Title: For Mac
Author: Brynn Stein
Publisher: Dreamspinner Press
Pages/Word Count: 246 Pages
At a Glance: Overall this was a good book, with a slow build and slow burn romance.
Reviewed By: Pia
Blurb: Branson Farrell lost his parents when he was thirteen, and for the last ten years his brother, Mac, eight years his senior, has taken care of him. But Mac’s love came at a price. Both brothers were raised to believe being gay was completely unacceptable, and Branson has almost convinced himself he can be what Mac expects. When he looks at a man in a bar and Mac notices, Mac drags him off in horror.
Mac’s distress and disgust leads to a car accident that leaves Branson injured and Mac in a coma. Branson heals and stays at Mac’s bedside, but when Mac doesn’t recover, he is moved to a long-term care facility. There, Branson meets openly gay, confident, and attractive Liam Sullivan. Liam stirs feelings Branson thought he’d rid himself of, and to honor his brother, Branson fights tooth and nail against his attraction. When the cost of denying who he is becomes too high, Branson must battle a lifetime of hatred that’s been beaten into his body and mind to try for something of his own.
Review: In Brynn Stein’s For Mac, we meet a young man named Branson Farrell, who is not only healing from a car accident but is coming to terms with the fact that Mac, his older brother and only family he has left, may never recover from his injuries. We also meet Mac’s nurse Liam, a young easy going, openly gay man who stirs feelings in Branson that he would rather be left un-stirred.
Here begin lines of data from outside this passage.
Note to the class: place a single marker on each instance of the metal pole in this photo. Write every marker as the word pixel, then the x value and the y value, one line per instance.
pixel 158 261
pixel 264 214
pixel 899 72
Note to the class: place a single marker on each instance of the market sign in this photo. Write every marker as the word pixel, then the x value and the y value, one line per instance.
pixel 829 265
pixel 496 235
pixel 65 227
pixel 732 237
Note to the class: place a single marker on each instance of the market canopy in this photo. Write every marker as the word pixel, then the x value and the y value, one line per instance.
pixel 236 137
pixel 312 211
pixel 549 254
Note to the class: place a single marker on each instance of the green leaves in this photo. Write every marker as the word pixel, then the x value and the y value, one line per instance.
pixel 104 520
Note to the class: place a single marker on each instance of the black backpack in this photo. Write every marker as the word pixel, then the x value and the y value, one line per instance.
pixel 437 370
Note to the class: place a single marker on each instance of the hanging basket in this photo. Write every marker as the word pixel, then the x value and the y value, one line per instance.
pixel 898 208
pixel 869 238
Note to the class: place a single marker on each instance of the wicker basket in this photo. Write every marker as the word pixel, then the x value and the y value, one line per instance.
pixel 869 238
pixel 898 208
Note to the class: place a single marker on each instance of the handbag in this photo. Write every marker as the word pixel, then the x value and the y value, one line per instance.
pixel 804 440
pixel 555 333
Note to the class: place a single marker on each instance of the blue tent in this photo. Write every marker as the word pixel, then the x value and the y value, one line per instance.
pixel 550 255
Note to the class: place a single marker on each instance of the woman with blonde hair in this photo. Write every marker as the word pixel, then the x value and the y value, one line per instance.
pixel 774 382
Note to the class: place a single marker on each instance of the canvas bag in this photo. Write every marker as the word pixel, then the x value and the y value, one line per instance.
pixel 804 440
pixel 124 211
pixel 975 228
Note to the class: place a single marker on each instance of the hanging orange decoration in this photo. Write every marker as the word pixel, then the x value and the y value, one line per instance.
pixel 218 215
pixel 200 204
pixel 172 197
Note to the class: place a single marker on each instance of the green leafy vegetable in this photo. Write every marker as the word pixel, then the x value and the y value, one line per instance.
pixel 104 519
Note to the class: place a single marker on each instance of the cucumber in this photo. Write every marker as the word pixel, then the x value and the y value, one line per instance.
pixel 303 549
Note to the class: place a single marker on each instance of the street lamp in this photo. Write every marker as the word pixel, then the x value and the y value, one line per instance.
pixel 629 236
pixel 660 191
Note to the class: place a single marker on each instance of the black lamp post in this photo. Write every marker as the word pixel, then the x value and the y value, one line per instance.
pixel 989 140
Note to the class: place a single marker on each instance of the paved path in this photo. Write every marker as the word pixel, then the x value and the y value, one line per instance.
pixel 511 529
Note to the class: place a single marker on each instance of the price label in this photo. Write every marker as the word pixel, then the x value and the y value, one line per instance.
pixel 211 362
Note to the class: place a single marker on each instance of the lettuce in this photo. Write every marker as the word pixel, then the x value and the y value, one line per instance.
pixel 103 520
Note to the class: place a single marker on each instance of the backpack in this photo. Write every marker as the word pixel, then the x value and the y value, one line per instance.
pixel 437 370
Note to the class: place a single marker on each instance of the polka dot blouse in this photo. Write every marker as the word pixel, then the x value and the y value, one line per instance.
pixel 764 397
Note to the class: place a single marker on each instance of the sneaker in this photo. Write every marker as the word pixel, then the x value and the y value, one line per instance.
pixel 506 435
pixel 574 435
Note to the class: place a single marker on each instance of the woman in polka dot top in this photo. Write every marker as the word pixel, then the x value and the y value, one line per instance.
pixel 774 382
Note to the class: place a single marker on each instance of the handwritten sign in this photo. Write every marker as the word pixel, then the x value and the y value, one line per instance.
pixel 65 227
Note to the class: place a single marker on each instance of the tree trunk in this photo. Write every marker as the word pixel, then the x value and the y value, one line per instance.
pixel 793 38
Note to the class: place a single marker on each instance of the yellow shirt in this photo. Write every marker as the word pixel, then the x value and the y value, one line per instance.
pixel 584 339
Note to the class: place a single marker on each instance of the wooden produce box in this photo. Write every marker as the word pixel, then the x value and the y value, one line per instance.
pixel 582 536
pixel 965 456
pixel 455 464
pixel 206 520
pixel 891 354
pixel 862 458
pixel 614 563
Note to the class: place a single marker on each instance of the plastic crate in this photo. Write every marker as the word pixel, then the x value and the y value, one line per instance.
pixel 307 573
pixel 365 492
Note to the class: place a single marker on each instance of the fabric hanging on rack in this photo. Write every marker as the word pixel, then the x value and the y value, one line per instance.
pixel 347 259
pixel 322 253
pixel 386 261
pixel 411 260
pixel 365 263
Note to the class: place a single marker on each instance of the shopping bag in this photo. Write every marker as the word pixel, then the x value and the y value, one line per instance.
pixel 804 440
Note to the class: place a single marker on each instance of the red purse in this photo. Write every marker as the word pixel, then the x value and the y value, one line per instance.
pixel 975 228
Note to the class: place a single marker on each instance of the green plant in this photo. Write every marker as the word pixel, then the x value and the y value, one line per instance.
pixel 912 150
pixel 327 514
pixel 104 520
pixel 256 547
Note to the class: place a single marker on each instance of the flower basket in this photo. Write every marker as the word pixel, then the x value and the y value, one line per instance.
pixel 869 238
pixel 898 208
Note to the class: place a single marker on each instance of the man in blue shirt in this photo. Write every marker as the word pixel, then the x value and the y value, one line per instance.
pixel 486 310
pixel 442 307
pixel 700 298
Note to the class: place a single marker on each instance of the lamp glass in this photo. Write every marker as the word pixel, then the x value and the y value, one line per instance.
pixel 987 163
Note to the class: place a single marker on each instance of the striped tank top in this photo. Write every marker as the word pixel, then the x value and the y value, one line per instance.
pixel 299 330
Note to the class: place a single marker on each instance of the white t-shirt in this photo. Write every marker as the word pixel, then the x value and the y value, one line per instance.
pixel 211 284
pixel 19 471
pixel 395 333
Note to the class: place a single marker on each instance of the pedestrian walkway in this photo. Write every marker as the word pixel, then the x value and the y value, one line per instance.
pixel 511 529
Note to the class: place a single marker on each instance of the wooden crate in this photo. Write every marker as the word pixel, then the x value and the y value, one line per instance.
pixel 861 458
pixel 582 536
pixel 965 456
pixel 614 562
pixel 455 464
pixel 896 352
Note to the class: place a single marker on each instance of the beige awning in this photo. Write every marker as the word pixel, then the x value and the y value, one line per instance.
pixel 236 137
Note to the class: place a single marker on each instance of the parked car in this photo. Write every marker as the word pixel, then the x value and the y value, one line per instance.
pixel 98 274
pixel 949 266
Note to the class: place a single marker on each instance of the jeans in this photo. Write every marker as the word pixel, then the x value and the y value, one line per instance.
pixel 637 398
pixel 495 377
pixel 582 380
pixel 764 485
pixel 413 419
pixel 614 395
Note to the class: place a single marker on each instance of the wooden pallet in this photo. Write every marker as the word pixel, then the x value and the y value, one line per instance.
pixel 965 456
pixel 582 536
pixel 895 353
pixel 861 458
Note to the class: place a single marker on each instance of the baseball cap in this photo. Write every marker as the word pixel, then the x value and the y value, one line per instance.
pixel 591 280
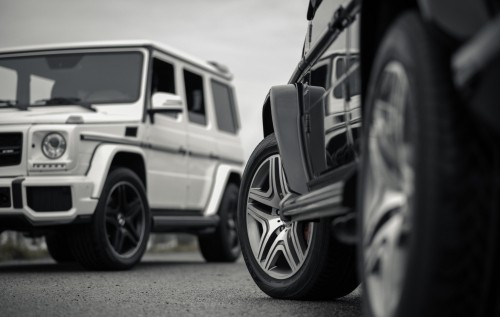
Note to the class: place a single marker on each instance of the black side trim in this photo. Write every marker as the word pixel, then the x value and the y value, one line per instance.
pixel 190 224
pixel 176 212
pixel 17 193
pixel 159 148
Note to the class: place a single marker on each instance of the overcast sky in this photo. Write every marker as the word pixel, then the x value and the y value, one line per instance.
pixel 259 40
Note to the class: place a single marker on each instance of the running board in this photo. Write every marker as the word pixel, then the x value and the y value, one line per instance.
pixel 188 224
pixel 321 203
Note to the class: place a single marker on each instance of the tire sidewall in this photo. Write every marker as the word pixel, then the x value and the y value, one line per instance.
pixel 396 46
pixel 230 197
pixel 306 276
pixel 99 220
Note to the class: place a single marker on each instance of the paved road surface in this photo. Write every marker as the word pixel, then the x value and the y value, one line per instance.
pixel 178 284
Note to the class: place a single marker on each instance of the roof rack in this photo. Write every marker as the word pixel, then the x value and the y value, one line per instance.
pixel 220 67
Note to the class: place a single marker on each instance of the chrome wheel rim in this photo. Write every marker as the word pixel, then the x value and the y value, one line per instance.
pixel 125 219
pixel 232 235
pixel 388 191
pixel 279 247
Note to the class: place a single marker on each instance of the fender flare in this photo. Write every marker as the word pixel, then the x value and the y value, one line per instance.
pixel 101 163
pixel 221 177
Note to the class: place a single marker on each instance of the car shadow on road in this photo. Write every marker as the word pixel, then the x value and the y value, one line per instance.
pixel 49 266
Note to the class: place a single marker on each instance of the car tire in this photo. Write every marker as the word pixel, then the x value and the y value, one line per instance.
pixel 425 239
pixel 222 245
pixel 58 247
pixel 288 260
pixel 117 237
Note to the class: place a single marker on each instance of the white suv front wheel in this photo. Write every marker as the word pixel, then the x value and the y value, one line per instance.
pixel 118 235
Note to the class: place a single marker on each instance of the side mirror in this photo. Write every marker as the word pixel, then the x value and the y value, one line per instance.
pixel 313 6
pixel 163 102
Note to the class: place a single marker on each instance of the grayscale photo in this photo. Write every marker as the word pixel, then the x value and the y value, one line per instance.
pixel 250 158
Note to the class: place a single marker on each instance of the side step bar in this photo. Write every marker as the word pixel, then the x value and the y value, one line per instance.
pixel 194 224
pixel 324 202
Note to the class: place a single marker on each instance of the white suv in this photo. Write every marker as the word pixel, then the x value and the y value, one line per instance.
pixel 103 143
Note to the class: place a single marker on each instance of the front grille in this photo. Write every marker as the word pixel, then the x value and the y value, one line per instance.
pixel 11 148
pixel 53 198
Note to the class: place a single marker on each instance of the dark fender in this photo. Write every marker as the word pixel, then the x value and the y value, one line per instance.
pixel 298 123
pixel 460 19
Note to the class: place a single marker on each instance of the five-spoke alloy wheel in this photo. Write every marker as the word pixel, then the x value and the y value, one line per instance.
pixel 287 259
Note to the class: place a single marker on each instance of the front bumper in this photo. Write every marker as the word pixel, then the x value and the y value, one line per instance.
pixel 45 201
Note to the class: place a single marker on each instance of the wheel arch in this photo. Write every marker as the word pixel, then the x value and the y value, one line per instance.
pixel 224 175
pixel 133 161
pixel 109 156
pixel 374 24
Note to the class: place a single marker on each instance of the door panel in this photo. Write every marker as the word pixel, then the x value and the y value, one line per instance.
pixel 167 145
pixel 200 141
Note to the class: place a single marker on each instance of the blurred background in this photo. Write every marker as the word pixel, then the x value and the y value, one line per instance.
pixel 259 40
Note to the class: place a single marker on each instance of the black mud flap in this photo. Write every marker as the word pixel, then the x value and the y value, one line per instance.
pixel 298 114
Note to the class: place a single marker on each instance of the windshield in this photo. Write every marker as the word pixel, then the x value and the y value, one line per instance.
pixel 70 78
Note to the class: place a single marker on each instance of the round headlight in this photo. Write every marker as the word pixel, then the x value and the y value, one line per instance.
pixel 53 145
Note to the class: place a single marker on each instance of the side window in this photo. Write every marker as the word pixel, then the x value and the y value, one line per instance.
pixel 319 76
pixel 8 88
pixel 338 91
pixel 352 76
pixel 194 97
pixel 163 77
pixel 225 108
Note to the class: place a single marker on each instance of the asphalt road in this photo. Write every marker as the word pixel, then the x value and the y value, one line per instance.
pixel 177 284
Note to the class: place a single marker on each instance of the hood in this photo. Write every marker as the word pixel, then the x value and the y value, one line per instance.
pixel 61 114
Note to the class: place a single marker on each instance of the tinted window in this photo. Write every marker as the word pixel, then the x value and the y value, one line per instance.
pixel 194 97
pixel 225 110
pixel 163 77
pixel 319 76
pixel 354 77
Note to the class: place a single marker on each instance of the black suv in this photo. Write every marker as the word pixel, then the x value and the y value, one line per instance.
pixel 381 161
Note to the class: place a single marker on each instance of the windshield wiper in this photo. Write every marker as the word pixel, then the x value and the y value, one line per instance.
pixel 64 101
pixel 12 104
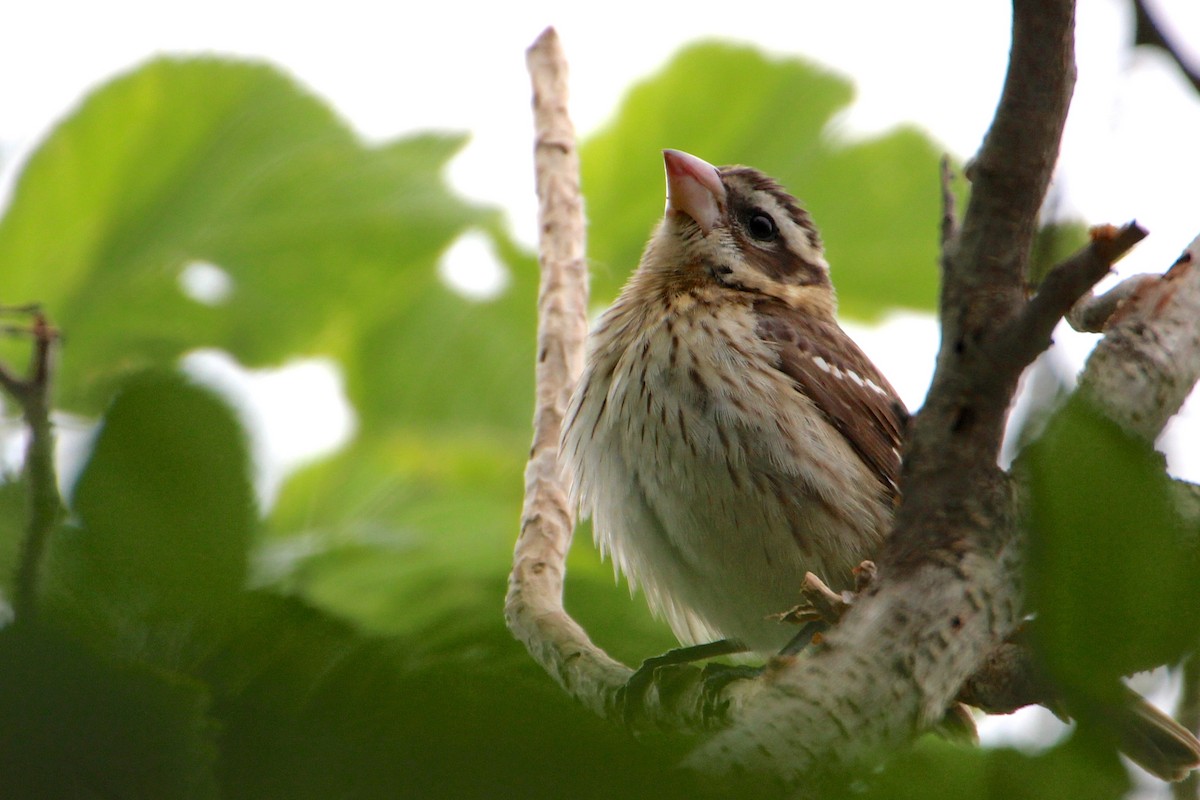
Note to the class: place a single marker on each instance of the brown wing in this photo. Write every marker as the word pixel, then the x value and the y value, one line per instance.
pixel 837 376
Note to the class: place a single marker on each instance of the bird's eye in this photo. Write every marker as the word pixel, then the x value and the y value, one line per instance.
pixel 762 227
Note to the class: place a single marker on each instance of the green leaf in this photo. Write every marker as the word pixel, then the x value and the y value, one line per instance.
pixel 312 709
pixel 1110 591
pixel 165 506
pixel 78 726
pixel 936 770
pixel 227 163
pixel 875 202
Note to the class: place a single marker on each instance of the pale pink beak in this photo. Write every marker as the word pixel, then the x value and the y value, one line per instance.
pixel 694 187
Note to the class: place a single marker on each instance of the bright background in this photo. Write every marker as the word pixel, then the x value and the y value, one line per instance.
pixel 1129 150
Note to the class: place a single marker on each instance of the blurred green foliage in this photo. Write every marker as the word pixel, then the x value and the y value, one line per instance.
pixel 348 641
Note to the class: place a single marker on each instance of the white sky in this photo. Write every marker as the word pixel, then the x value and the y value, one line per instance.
pixel 1129 150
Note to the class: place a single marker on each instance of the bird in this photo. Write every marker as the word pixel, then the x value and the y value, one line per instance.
pixel 726 435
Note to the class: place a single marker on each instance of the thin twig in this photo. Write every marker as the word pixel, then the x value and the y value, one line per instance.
pixel 1029 334
pixel 33 395
pixel 534 605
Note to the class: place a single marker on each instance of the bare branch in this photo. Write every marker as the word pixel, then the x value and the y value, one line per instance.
pixel 1091 313
pixel 1029 334
pixel 949 229
pixel 948 589
pixel 1146 366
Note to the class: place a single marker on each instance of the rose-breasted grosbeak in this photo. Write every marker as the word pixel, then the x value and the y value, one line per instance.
pixel 727 435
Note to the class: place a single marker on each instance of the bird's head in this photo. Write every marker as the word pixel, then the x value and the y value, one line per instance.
pixel 741 229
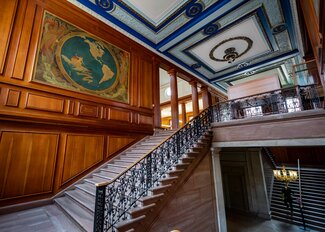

Let me start out by saying I liked this book. To me it was about overcoming struggles and other people perceptions of how you should live your life, realizing that families can be made in not just the biological way, and I think a lot of research must have been done for the story, which was good because it gave it a realistic feel. However, I kept getting frustrated with Branson. I wanted him to do something, to be brave and make a move and stick to it, not retreat any time anything happened. Liam must have the patience of a saint to take things so slowly and not get frustrated too. I also found the book a little bit repetitive. Most of the story happened at the care facility or Branson’s house; I guess I wanted to see more of their lives.
Overall this was a good book, with a slow build and slow burn romance. I would recommend having the tissues handy, though, as parts are sad.